During the last three decades many state legislatures have increased prison terms and other penalties for child sex offenders. This trend toward more stringent sentences generally targets those perpetrators who are repeat offenders, who victimize multiple children, or who stood in a position of trust with respect to their victims, such as a guardian, parent, pastor, or teacher. In Colorado, lawmakers proposed a new law allowing the death penalty for repeat offenders. However, the bill was rejected by the state senate. Social workers argued that in intra-familial abuse, the victims could be intimidated by their abuser into thinking their family member would be killed if they reported the abuse.

In 2023, Florida Governor Ron DeSantis signed a bill that allows the possibility of the death penalty for the rape of a child under 12 years of age, though it will be judicially unenforceable unless Kennedy is overturned.

In 2024, 2025 and 2026 Tennessee Idaho and Alabama passed similar laws.

==Additional Statutes==

In the United States, 18 U.S.C. § 2422(b) makes it a federal offence to use the mail, interstate commerce, etc. to entice a minor to sexual activity for which any person can be charged with a criminal offence. 18 U.S.C. § 2425 makes it a federal offence to transmit information about a person below the age of 16 for this purpose.

Some states have additional statutes covering seducing a child online, such as the Florida law that makes "Use of a Computer to Seduce a Child" a felony.

The Adam Walsh Child Protection and Safety Act of 2006 § 2252A(a)(6) has provisions to prevent the distribution of pornography to children for the purpose of persuading them to engage in illegal activity.
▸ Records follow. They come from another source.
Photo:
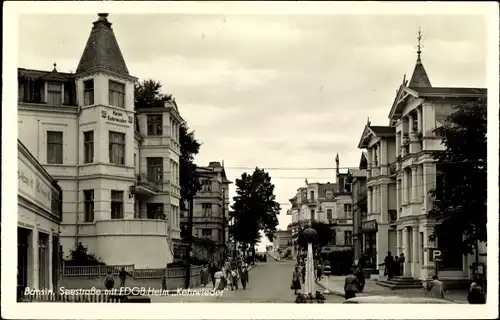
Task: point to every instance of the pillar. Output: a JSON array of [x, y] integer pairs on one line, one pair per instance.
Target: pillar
[[398, 242], [35, 279], [398, 198], [383, 203], [414, 184], [406, 252], [419, 119], [369, 200], [50, 268]]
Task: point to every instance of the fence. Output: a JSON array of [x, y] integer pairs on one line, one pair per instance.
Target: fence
[[100, 271]]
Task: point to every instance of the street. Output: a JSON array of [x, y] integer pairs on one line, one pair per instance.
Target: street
[[268, 282]]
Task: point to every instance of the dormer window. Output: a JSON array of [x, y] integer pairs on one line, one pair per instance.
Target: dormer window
[[54, 93], [88, 92], [116, 94]]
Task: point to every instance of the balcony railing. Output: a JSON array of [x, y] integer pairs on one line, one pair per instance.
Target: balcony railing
[[148, 182]]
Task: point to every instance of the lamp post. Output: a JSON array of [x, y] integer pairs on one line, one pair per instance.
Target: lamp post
[[309, 235]]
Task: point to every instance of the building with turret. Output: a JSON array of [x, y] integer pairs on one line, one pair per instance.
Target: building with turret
[[117, 166]]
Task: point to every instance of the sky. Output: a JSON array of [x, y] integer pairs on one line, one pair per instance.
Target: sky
[[284, 91]]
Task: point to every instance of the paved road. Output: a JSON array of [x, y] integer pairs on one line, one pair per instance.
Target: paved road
[[268, 282]]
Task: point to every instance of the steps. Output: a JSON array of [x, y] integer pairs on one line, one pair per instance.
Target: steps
[[401, 283]]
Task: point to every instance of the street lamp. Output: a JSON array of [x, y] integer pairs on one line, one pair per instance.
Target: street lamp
[[309, 235]]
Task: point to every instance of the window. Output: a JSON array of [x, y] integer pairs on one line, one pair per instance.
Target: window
[[116, 148], [155, 169], [88, 145], [116, 204], [88, 205], [54, 93], [155, 124], [54, 147], [329, 214], [206, 209], [348, 238], [88, 92], [206, 232], [347, 210], [116, 94], [206, 185], [155, 211]]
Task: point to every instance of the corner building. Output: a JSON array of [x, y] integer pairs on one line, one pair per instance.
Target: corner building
[[118, 167]]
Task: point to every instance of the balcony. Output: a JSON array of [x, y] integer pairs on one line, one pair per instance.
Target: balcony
[[147, 186]]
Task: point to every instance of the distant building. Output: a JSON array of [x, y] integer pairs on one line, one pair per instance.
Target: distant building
[[402, 171], [329, 203], [210, 214], [118, 166], [39, 213], [283, 240]]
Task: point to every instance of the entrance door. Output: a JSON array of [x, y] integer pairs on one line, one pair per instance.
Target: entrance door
[[22, 256]]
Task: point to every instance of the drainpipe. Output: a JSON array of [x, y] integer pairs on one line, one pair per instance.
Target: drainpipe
[[77, 178]]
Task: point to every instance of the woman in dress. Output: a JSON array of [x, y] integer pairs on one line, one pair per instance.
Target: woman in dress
[[296, 277], [204, 275]]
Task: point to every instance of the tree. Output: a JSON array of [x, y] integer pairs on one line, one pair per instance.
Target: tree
[[324, 231], [148, 94], [460, 193], [255, 208]]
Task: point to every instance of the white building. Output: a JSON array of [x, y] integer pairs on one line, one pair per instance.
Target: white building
[[329, 203], [417, 110], [210, 214], [118, 166], [39, 216]]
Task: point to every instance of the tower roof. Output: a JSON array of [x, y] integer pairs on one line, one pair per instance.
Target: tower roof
[[102, 50], [419, 77]]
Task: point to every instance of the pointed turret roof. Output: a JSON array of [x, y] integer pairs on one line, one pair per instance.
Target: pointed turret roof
[[102, 50], [419, 78]]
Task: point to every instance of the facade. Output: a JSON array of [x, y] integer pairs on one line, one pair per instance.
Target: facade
[[329, 203], [282, 240], [358, 203], [210, 213], [118, 166], [417, 110], [39, 217]]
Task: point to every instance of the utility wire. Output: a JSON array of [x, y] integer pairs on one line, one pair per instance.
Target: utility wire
[[340, 168]]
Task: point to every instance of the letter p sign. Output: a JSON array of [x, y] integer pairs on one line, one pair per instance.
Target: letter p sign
[[436, 254]]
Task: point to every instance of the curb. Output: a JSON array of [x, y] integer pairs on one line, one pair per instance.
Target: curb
[[336, 293]]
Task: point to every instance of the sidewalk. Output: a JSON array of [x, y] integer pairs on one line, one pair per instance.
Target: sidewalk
[[335, 284], [157, 298]]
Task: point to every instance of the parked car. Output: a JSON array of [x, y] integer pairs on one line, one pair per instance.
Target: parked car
[[397, 299]]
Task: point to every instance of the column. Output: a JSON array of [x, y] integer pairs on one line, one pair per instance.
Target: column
[[398, 198], [405, 187], [406, 252], [419, 119], [414, 184], [369, 200], [398, 242], [383, 203], [51, 253], [415, 249], [35, 280]]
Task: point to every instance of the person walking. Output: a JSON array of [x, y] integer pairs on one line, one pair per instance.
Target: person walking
[[109, 281], [476, 295], [296, 277], [436, 288], [389, 265], [244, 276], [351, 285], [219, 281], [360, 276], [204, 275], [123, 276]]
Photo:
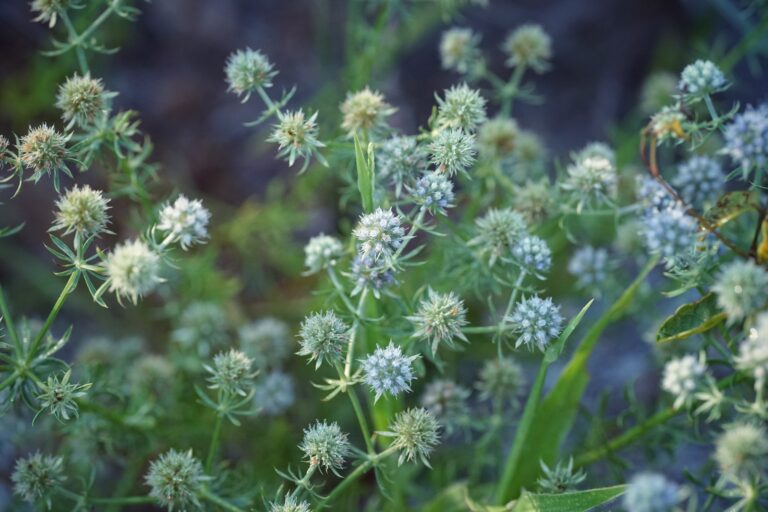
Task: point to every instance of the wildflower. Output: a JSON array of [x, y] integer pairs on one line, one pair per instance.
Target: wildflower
[[322, 252], [439, 319], [533, 254], [459, 50], [323, 337], [416, 432], [82, 210], [380, 234], [528, 46], [296, 136], [185, 221], [81, 99], [248, 71], [497, 231], [175, 479], [652, 492], [537, 322], [37, 477], [365, 110], [462, 108], [326, 446], [740, 289], [133, 269], [682, 377], [453, 151], [387, 370]]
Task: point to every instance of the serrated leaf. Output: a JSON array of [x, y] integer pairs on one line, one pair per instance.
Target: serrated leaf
[[690, 319]]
It was first enforced federally against Alabamian Jerry Alan Penton in 2009. Penton received 20 years in prison for that action coupled with another 20 for his distribution and possession of child pornography.

==Court Cases==

===Kansas v. Hendricks===
The U.S. Supreme Court ruled in Kansas v. Hendricks that a predatory sex offender can be civilly committed upon release from prison. The Supreme Court ruled in Stogner v. California that California's ex post facto law, a retroactive extension of the statute of limitations for sexual offenses committed against minors, is unconstitutional.
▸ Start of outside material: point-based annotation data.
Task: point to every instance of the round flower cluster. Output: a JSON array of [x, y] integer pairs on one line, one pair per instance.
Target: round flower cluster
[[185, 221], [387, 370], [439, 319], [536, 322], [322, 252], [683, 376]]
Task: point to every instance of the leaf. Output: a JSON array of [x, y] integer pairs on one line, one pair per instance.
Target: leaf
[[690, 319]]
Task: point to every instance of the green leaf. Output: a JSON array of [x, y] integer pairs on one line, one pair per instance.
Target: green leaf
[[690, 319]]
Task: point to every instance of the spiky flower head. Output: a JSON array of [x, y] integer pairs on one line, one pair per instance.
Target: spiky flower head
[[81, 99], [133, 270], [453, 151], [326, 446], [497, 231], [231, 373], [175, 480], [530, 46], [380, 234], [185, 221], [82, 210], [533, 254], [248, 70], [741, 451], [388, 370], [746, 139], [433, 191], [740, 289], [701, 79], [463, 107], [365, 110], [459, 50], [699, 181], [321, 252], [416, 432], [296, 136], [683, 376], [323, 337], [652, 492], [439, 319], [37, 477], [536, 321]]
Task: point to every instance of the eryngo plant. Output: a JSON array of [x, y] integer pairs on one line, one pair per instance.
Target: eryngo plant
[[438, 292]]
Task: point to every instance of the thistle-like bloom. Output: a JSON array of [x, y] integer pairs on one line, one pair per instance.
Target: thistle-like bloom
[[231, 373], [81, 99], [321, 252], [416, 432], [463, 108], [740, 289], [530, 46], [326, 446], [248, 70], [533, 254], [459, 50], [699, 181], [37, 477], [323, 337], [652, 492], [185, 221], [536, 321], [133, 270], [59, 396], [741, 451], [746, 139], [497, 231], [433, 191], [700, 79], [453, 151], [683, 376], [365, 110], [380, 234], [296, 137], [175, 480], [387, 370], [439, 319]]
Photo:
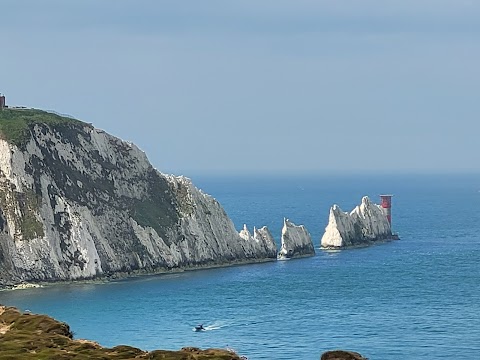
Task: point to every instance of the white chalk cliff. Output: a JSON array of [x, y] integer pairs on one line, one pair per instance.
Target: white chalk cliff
[[261, 242], [364, 224], [78, 203], [296, 241]]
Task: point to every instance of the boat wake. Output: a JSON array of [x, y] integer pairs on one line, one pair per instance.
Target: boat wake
[[214, 326]]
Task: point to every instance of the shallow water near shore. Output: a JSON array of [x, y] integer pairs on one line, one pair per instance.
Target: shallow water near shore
[[414, 298]]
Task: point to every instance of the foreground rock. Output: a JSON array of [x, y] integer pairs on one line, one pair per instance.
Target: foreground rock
[[341, 355], [29, 336], [296, 241], [363, 225], [78, 203]]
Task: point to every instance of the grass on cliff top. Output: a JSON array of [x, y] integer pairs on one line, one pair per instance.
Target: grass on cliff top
[[15, 123]]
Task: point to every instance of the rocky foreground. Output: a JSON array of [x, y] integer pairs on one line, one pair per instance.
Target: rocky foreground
[[31, 336]]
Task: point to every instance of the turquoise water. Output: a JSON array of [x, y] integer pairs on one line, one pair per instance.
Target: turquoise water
[[416, 298]]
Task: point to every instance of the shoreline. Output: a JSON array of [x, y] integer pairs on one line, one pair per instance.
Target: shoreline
[[118, 276]]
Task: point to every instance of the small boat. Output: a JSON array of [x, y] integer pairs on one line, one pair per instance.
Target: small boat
[[199, 328]]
The case requires law enforcement to release information about sex offenders. It is a modification of the Jacob Wetterling Crimes Against Children and Sexually Violent Offender Registration Act, which specifies that information about both sexual offenders and individuals committing crimes against children must be released.
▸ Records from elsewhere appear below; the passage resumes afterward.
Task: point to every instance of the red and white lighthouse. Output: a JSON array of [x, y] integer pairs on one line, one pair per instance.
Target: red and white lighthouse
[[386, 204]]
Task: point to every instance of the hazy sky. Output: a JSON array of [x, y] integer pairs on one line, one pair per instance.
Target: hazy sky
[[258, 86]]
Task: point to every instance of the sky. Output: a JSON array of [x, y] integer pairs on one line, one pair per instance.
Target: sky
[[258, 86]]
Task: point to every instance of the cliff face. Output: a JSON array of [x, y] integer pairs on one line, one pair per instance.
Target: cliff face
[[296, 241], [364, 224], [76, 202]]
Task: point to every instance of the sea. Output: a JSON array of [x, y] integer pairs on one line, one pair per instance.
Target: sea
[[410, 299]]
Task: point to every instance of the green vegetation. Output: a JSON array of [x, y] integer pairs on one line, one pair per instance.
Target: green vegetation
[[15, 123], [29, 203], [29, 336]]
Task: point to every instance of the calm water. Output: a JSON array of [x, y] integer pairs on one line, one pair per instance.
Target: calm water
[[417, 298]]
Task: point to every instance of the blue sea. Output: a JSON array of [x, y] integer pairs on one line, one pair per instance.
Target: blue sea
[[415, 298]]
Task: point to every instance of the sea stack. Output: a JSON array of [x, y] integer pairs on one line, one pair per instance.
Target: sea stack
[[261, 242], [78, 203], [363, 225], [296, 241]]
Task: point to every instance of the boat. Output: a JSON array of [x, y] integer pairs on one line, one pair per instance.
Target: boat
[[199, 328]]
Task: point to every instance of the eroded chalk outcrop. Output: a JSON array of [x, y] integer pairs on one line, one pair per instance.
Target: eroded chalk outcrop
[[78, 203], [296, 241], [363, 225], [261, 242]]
===Kennedy v. Louisiana===

The USA Supreme Court in a 5–4 judgment penned by Justice Anthony Kennedy on June 25, 2008, prohibited executions of individuals convicted of child rape: "the death penalty is not a proportional punishment for the rape of a child, despite the horrendous nature of the crime." Kennedy reserved capital punishment only "for crimes that involve a victim's death." In this Louisiana case, Patrick Kennedy raped his 8-year-old stepdaughter, resulting in serious injuries which required surgery. 44 states prohibit death penalty for any kind of rape, but Louisiana and 4 other states permit it for child rape — Montana, Oklahoma, South Carolina and Texas. There's disagreement over the status of a Georgia law permitting execution for child rape, but Justice Kennedy ruled it was still in force. The court, thus declared unconstitutional the Louisiana statute (La. Stat. Ann. §14:42, West 1997 and Supp. 1998): "the Eighth Amendment bars Louisiana from imposing the death penalty for the rape of a child where the crime did not result, and was not intended to result, in the victim’s death."

Opponents have criticized the decision, noting an admission by the Justice Department that they had failed to note that the US Congress had made child rape a capital offense under military law as recently as 2006, which opponents claim contradicts the "evolving standards of decency" justification for the decision.